Hello I am from Team 2941, and over a rather recent time frame, I have converted our robot from Labview to C++. For the most part, the robot has worked solidly (with that being said, I have stored previous versions of the robot that do not suffer such sporadic power failures).
Well to the point now outside of the background information; between some time interval (~5 seconds over wireless; really random on wired, ten seconds to a whole minute) the cRio cuts power to all the systems so the victors and solenoids will flash for a moment (no power is being sent through). I was originally programming with pthreads (avoid watchdog use where I can ), and have ultimately removed all threads except for the robot drive. At the current state, it is
The diagnostic light blinks every 200ms, for about 200ms; however, we do not have the jumper hooked up acrossed it. (Mind you, the only thread running is now the Teleoperated main). We have flashed the cRio with Windriver, swapped out our Distribution board, sidecar, and victors for jaguars.
So with that monster of a story, anyone have thoughts or answers?
I would try disabling every part on the robot physically and slowly reenable them until you find the bad component, its usually a rouge jaguar or something
You can disable the user watchdog, but you can’t disable the system (communications) watchdog. Is there anything printed on the diagnostics tab of the driver station? Does it do it with the default code?
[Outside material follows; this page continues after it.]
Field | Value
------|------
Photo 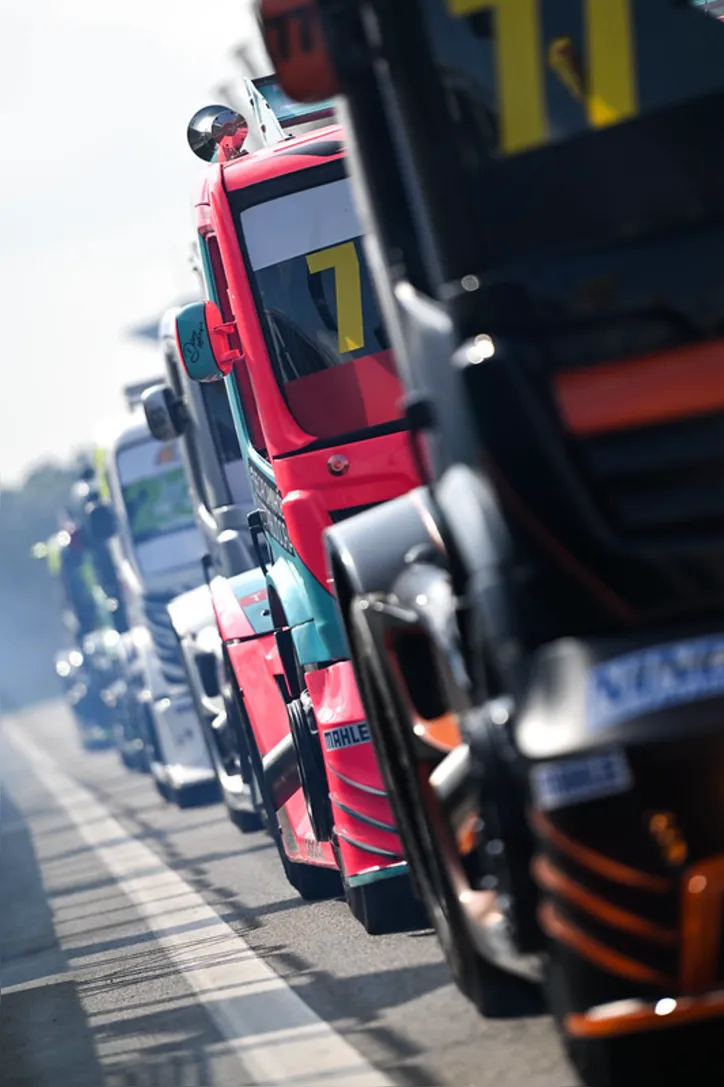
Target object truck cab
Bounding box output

are you attempting to run the camera? We experienced a similar fault during the season because of our frame pushing on the camera reset button. If there are any references to the camera class at all in your code and the camera is not connected or otherwise unable to communicate, the camera task will consume enough resources to trip the system watchdog.
Just a minor clarification. I believe the camera classes will timeout when the camera is down or not connected. If you have the camera code in the same thread that feeds the watchdog, your watchdog will be fed late, but the CPU load will not be high. If the camera code is in its own thread/task, the camera code will slowly return errors, with no impact on the rest of the robot.
Greg,
Can you check with NI Rep Andrew on this one? I believe we found that under certain conditions, loops with in user programs caused a slight lag in program execution which caused a watchdog issue. This was a common problem throughout the season last year regardless of which language was used. Due to the error, all output was halted for a brief period. It manifests as a power loss but is not. Conditions included loss of robot indicator, loss of motor drive, compressor shuts off, robot twitches, etc.
Sorry little more to add to this; we have swapped out the power distribution board, the sidecar, jaguars, taken the camera code out, and probably something else I have forgetten.
This has produced nearly the same results (but if it is a communication error, and say it were the communication watchdog, is there way around it?)
Just curious, and perhaps my reading of what you wrote above is not what you intended, but have you tried re-loading one of these “stored previous versions of the robot that does not suffer such sporadic power failures” and see if it still works?
while( TeleOperated()){
Wait(0.05);
}
A bit off-topic, but why are you running Teleop at 20Hz ?
This did not appear to be the case on our robot. The only reference to the camera was in the (C++) constructor so that camera images would be forwarded to our robot. Watching the output on NetConsole, errors were flooding and appeared to have no timeout. Another symptom we encountered with this was the clock on the Driver Station freezing with the robot but no watchdog error was being shown in the bottom left corner. This was also running with a Serial-based CAN.
Camera communication is over TCP, and both the reads and writes have timeouts of 0.5 or 1 second on LV. I can’t say what they are on C++. This was my basis for saying that I didn’t expect a large CPU spike with the camera wasn’t plugged in or powered.
When I said slow errors, that is of course not very definitive. It is true that last year’s system could choke a bit when a large stream of fast errors were being sent to the DS. I don’t think those errors would be only camera, but if you had lots of other errors, the camera could contribute to make things even worse.
As for loops causing watchdog issues, it isn’t the fact that it is a loop, but the time that the code takes to execute. If the code manipulates a solenoid, a common occurrence last year, they code would often have delays and would cause a watchdog each time it ran. Even worse, it would cause many teleop packets to be overwritten since the teleop handler would take far longer than 20ms to execute.
A printout was inserted deep into the libraries last year to help determine when short disables were occurring. It kept count of the user and system watchdog disables since boot. If these correspond with the robot “power failures”, then indeed, the WD was disabling the robot due to a missed deadline. If not, then it was something else.